Quelli per cui la scuola non è ricominciata. La protesta dei genitori di una materna a Roma: «Vogliono trasformarla in un istituto pollaio» – Il video
Tra coloro per cui la campanella oggi, 14 settembre – giorno del rientro in classe per tanti ma non per tutti, dopo il lungo stop causato dall’emergenza sanitaria di Coronavirus – non è suonata ci sono anche i bimbi e le bimbe della scuola dell’infanzia Isacco Artom di Roma, nel quartiere di Monteverde. Se ne riparla (forse) tra dieci giorni, il 24 settembre.
I genitori lo hanno scoperto – e neppure a chiare lettere, lamentano – venerdì scorso. Non solo: se davvero sarà quello il grande giorno, i loro figli potrebbero tornare in una scuola «pollaio», dove la popolazione studentesca rischia quest’anno di raddoppiare. E il distanziamento? E le norme per contenere i contagi di Covid-19?
Oggi hanno deciso di manifestare davanti al Dipartimento Servizi Educativi e Scolastici di Roma Capitale, chiedendo risposte al Municipio di competenza, il XII. Preoccupati per la sicurezza e la salute dei propri figli.
Il patto di corresponsabilità
«Ci chiedono di firmare il patto di corresponsabilità per sottoscrivere principi e comportamenti da condividere e rispettare per prevenire il contagio da Covid-19 e loro raddoppiano il numero di bambini e maestre presenti nella scuola», spiega Laura, mamma di una bimba, davanti al dipartimento in mattinata.
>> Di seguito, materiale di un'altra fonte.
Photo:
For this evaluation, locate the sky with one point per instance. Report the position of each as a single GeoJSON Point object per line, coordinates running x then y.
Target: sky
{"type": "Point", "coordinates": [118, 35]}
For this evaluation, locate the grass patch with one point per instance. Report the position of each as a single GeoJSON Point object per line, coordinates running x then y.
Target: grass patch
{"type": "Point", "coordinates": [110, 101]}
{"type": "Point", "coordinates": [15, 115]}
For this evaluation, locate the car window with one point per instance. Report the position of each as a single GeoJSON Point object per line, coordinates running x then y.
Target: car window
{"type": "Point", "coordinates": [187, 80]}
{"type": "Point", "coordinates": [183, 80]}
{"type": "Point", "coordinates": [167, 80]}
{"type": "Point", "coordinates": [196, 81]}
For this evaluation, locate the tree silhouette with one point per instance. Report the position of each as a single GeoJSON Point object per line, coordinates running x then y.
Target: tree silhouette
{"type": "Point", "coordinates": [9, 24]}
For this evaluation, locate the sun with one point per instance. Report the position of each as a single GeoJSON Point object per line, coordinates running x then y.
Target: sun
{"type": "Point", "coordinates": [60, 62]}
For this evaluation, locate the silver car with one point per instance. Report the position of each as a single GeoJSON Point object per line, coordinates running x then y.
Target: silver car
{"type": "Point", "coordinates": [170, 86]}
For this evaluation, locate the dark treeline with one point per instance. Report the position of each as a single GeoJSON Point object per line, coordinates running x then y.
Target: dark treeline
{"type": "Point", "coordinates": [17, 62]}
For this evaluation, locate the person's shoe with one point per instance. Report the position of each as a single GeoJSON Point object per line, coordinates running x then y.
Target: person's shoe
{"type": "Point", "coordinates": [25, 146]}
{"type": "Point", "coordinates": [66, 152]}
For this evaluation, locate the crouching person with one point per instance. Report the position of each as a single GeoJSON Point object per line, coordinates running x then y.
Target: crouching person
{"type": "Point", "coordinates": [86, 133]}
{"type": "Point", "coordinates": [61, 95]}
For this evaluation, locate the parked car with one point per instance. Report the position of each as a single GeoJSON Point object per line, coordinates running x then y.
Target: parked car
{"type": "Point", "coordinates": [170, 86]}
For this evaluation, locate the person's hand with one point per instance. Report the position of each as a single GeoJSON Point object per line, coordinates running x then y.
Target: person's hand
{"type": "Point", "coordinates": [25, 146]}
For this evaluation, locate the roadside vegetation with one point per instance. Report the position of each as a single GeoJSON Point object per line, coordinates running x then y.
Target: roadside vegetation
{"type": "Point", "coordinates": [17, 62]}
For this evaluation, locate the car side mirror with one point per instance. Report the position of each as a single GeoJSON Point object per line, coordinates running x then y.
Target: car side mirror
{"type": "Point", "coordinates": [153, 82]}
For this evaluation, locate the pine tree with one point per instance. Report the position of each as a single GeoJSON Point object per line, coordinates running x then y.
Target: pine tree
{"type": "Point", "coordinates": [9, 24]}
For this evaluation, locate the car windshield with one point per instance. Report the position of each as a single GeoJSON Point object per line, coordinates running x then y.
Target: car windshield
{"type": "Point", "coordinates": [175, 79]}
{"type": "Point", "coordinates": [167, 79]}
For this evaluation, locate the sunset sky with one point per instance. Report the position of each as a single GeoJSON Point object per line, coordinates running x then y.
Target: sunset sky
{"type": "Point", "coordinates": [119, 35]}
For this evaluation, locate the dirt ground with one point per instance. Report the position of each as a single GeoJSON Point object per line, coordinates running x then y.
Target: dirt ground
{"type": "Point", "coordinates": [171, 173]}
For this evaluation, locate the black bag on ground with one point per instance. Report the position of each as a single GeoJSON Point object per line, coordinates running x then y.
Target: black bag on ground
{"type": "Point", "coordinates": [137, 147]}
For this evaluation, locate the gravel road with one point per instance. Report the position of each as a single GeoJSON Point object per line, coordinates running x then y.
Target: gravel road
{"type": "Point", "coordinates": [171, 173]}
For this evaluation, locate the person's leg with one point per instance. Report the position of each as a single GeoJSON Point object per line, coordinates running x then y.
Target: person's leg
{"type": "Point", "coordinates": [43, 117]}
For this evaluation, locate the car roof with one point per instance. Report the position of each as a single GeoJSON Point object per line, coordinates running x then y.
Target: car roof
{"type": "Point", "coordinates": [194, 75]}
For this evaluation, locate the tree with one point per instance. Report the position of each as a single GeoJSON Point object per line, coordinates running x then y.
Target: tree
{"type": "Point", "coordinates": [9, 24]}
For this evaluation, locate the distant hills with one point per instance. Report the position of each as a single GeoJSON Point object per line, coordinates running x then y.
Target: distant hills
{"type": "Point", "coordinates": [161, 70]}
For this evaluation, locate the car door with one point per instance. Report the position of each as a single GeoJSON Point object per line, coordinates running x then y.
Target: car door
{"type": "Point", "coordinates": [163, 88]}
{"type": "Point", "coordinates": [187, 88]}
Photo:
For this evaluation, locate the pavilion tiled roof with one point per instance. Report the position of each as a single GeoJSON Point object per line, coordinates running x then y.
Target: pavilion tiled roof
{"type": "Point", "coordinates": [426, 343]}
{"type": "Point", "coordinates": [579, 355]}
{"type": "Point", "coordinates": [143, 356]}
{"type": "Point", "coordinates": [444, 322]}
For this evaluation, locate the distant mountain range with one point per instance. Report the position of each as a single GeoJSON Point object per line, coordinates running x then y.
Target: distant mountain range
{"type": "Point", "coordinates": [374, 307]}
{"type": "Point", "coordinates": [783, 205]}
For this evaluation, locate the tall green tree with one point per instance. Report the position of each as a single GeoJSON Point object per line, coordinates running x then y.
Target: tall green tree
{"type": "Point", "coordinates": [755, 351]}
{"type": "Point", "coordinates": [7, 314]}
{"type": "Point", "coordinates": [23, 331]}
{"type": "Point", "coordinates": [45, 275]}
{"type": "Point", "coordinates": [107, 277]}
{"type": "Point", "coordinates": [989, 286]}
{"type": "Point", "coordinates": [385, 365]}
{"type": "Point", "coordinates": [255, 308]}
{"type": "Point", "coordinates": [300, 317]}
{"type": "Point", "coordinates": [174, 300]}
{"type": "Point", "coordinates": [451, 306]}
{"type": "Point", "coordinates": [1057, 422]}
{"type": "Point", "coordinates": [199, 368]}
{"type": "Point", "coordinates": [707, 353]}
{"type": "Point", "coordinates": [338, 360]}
Comune di Roma | Il patto di corresponsabilità
Già, perché – e anche qui, denunciano, a “mozzichi e bocconi” – i genitori della scuola Artom hanno scoperto ad agosto che il Municipio avrebbe mandato da loro i 65 alunni comunali della Girolami. Alunni – e relativi insegnanti e personale, per un totale di 88 persone – che “vagano” nel quartiere di Monteverde da aprile 2019. Quest’altra scuola infatti, che fa parte dell’istituto comprensivo Margherita Hack, non riaprirà a settembre. Era il 4 aprile dello scorso anno quando un crollo del controsoffitto ha reso inagibile una parte del plesso risale.
Da allora, alunni e docenti vagano appunto per il quartiere. E quella che sarebbe la loro scuola resterà chiusa realisticamente per almeno un altro anno. «Non può essere che l’unica risposta sia mettere altri bambini in una scuola che ne può contenere 100», dicono i genitori. «La ministra dell’Istruzione Lucia Azzolina dice sempre no alle classi pollaio. Ha ragione: “No alla Scuola Pollaio, diciamo noi», aggiunge Giorgia Ercolani, rappresentante dei genitori.
Le informazioni che non arrivano
Venerdì 11 settembre alle ore 16.00, i genitori della Artom ricevono una email in cui si comunica che la scuola riaprirà il 24. «O meglio, la comunicazione è per i genitori della Girolami ma arrivata dalla nostra Poses ((Posizioni Organizzative dei Servizi Educativi e Scolastici, ndr), quindi immaginiamo riguardi anche noi», spiegano.
Alcuni genitori e bambini stamattina si sono presentati davanti all’edificio a Monteverde. «Trovando il cancello chiuso», racconta Emanuela, mamma di un bimbo della Artom di cinque anni. «Io e il mio compagno abbiamo dovuto prendere dei giorni, per coprire questa settimana in cui ancora non c’è scuola. Per la prossima, chissà», dice alzando le spalle.
L’incertezza sulla data del 24 viene anche dal fatto che nell’edificio della Artom sono iniziati – da pochissimo – i lavori di edilizia leggera appunto per provare a ospitare il centinaio di persone, tra bambini e personale, della Girolami. In mattinata i genitori della Artom vengono ricevuti in Dipartimento. «Ci hanno detto che non sapevano niente di tutta la questione. Questione in cui il Municipio ha autonomia», spiega Massimo Romano, papà e parte della delegazione che è salita a colloquio al Dipartimento.
«Ci hanno detto però che le due aule di quello che chiamiamo noi il ‘ballatoio’, come sospettiamo, non si possono fare e non si faranno. Accoglieremo quindi due classi della Girolami, al posto della mensa. E noi siamo d’accordo: non avremo la mensa per tutto l’anno, ma anche i bambini della Girolami hanno diritto ad andare a scuola come i nostri», conclude. «Ma in sicurezza. E questa ce la devono assicurare le istituzioni, che al momento ancora in buona parte tacciono».